Once we hear the word ceramic, immediately ceramics products such as pots, pans, teacups, bricks, tiles etc. come to our mind. All such clay products come under traditional ceramics. To understand the difference between traditional ceramics and modern day advanced ceramics some explanations are required. Chinaware and sanitary ware come under traditional ceramics. Refractory’s, such as alumina (AL2O3), silica (SIO2), used extensively in both ferrous and non ferrous industries for lining furnaces are also traditional ceramics. One typical characteristic of these traditional ceramics is that all of them use material/minerals occurring in their natural state. In contrast to these traditional ceramics, advanced ceramics are manufactured from highly refined specially prepared raw materials using chemical processing techniques. The starting materials for advanced ceramic manufacture are therefore mot naturally occurring minerals, but rather materials that have already undergone chemical transformation and refinement, prior to use in a ceramic part.

Advanced ceramics find diverse applications in modern industry. They are used as abrasives for grinding and polishing, in cutting tools, in several parts of automobiles and other car engines, in spark plugs, as electronics/electrical insulators and on the heat shields of rockets and satellites. Superconducting ceramics and ceramic biomaterials promise to transform the entire industrial scene.
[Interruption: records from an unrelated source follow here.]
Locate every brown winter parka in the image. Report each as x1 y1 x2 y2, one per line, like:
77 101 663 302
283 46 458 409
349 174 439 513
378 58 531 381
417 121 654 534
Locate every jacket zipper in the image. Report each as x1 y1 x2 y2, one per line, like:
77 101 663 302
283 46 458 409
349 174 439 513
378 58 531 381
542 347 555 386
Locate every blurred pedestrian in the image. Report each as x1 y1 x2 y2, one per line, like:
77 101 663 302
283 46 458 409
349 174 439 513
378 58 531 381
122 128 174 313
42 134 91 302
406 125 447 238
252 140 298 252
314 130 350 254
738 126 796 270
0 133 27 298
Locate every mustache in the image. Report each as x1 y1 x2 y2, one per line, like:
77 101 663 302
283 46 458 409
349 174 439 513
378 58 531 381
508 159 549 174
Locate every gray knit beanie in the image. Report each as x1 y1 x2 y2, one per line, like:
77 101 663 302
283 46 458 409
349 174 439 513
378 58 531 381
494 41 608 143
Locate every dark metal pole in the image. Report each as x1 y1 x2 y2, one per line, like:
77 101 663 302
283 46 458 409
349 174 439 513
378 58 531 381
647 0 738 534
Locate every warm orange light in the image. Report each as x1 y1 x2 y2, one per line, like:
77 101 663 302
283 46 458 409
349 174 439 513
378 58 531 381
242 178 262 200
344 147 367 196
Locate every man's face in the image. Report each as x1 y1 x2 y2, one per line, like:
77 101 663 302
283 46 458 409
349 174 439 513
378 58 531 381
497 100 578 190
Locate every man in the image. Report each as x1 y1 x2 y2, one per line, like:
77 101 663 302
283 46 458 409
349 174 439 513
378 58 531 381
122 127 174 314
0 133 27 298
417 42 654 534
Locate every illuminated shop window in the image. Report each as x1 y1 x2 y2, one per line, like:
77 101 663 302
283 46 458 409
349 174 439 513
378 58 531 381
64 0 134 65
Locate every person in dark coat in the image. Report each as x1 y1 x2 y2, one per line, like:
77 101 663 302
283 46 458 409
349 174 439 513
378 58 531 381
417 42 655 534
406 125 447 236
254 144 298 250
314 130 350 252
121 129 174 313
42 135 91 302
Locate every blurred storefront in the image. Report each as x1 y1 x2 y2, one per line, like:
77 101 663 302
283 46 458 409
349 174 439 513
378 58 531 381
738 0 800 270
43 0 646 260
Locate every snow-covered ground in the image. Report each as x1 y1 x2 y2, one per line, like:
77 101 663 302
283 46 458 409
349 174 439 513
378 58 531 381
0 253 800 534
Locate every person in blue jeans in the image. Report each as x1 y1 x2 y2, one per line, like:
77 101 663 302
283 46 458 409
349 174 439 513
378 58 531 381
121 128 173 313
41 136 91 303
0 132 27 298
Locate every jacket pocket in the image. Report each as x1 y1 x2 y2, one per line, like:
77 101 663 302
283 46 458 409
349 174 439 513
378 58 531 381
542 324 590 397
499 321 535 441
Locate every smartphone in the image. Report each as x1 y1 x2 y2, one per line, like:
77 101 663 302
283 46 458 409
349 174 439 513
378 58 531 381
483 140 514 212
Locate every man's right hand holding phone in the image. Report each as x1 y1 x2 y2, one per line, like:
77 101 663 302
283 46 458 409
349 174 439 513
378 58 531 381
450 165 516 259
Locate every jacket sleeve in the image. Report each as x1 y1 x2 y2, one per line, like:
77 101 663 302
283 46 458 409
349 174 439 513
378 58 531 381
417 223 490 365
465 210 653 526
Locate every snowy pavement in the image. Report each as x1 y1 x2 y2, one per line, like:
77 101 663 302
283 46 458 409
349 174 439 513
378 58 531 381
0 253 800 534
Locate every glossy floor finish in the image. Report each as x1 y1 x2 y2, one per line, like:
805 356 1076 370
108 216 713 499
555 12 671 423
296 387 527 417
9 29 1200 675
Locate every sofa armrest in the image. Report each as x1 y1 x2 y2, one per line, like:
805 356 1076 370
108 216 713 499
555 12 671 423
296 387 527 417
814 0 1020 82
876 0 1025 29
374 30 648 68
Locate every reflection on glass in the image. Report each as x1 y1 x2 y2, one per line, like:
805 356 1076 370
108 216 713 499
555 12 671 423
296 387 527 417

Modern advanced ceramics may be defined as primarily inorganic and non-metallic materials formed as a powder, which are compacted into various shapes and consolidated or densified through firing at high temperatures. Here we are dealing with more complex inorganic compounds like titanates, noiobates etc. as well as with non-metals such as oxides, carbides, borides, nitrides etc.(though glasses are primarily made from inorganic materials, they are to be dealt separately). The starting material for advanced ceramics manufacture is powder. The purity, the sphericity of the powder particles, their size and distribution are important elements determining the properties of the products. To form ceramics composites, ceramics are to be combined with other materials like plastics, metals and alloys. For these applications the ceramics is normally in the form of a continuous long fibre, short fibre or in the form of small whiskers. Thus production of ceramics requires not only the production of high quality powders, but also the production of the starting powder/fibres that have to be compacted to the required shape and then heated to high temperature to achieve the final consolidated product having the required shape.